Monday, December 21, 2009


I always tell students that you don't need backup until you need it, and then you better have it. What I mean by this is that system administrators often neglect backup, because everything runs well without it. But when something completely unforeseen like this happens, you are really in trouble. Years ago, I was working for an Irish company called CBT Systems, and one of the company's salesmen recklessly deleted a Lotus Notes database. Three years of work. Frantic, he called the California office, desperate to restore his database from backup. Unfortunately, the California office had been saving money by hiring temporary IT staff. Nobody had taken responsibility for making sure that the Lotus server was backed up. Not a problem at all. Until something goes wrong. It was chaos. The ripple effect from that once incident resulted in a reorganization of the whole company.

Friday afternoon the IT department wiped out my testing system. I had installed Server 2003 on the instructor machine in the lab. I put it in a special partition. No one else used that operating system. But no one told me that when they bought new computers for the lab recently, they set up a network based system restore. It's a good idea, in a way, because they can make adjustments to the master image, and ghost all the machines at once. But the guy doing it neglected to turn off the instructor machine. So the system restore wiped the computer clean, totally obliterating my operating system, which had my testing system and my database. Fortunately, I had done a backup two days earlier.
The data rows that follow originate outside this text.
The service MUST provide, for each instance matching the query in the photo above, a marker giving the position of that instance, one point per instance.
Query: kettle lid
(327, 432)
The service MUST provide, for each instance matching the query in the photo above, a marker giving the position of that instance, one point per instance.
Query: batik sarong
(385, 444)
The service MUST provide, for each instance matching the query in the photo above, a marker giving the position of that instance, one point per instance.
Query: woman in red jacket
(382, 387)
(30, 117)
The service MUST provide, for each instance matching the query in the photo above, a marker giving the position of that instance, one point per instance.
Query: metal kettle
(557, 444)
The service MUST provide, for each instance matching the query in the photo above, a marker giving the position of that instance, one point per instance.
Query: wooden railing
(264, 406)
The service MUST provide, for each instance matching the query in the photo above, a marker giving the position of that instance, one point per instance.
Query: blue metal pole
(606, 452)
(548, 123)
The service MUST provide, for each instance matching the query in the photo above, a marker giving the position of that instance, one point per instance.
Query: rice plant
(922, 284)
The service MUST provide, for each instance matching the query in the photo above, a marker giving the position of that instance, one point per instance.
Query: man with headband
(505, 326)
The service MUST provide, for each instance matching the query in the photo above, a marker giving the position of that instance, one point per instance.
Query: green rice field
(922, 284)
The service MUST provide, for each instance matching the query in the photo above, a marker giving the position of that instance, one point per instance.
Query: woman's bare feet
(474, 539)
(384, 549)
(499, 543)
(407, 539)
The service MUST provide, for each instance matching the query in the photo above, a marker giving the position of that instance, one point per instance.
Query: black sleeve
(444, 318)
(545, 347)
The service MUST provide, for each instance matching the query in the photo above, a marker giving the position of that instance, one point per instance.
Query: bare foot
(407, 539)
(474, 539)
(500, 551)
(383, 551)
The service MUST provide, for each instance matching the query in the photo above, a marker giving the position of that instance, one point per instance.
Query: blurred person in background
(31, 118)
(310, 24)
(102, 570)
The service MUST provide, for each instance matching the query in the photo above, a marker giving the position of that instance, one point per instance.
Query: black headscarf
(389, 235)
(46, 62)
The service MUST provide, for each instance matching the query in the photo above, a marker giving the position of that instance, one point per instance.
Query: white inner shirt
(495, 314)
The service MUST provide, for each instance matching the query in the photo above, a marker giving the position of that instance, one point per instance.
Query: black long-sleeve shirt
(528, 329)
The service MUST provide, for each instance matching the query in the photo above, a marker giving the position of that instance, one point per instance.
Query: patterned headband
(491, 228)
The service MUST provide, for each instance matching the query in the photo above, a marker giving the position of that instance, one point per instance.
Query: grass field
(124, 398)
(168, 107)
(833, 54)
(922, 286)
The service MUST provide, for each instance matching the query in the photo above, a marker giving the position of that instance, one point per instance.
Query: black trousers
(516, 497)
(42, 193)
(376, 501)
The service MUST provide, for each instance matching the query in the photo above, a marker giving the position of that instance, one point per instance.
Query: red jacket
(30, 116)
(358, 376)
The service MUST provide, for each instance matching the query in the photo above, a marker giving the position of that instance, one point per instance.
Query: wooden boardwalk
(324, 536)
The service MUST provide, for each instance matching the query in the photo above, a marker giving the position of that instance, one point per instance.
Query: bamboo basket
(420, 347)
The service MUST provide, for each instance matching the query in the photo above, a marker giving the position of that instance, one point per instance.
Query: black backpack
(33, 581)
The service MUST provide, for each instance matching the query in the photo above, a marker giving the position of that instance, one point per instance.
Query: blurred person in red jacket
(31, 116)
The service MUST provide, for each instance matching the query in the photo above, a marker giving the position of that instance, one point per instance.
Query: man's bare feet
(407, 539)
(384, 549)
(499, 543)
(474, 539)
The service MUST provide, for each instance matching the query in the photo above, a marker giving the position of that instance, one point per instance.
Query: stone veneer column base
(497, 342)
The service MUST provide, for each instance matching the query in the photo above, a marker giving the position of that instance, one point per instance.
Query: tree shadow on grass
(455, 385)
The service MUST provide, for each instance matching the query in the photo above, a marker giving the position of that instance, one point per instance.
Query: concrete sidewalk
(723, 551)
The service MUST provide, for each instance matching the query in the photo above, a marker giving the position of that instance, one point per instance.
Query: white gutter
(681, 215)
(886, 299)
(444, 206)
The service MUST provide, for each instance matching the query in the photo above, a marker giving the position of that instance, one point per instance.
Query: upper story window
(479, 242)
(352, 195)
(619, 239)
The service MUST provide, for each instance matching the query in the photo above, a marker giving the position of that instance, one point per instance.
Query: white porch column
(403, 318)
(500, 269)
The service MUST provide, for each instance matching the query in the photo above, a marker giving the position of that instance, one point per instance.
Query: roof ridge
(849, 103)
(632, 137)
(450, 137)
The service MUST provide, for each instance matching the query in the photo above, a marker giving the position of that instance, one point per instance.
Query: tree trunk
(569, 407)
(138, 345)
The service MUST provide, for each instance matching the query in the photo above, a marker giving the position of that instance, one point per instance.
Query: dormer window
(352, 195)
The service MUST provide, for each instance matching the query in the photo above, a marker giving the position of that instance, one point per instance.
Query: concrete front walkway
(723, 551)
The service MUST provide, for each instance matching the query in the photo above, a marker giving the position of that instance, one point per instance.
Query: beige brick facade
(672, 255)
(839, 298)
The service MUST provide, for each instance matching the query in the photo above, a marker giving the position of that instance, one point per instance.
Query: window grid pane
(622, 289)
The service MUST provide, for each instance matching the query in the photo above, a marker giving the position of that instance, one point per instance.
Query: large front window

It only takes a few seconds to make a backup script, using a third party utility called PL/SQL Developer. This utility is not made by Oracle, but it is designed to work with Oracle. And the script it makes can be used to recreate all the tables and insert all the data in less than a minute. Not only this, but it is pretty easy to edit out the Oracle specific stuff if you wanted to recreate the table schema on some other system, such as Microsoft SQL Server, Sybase, IBM DB2, or whatever.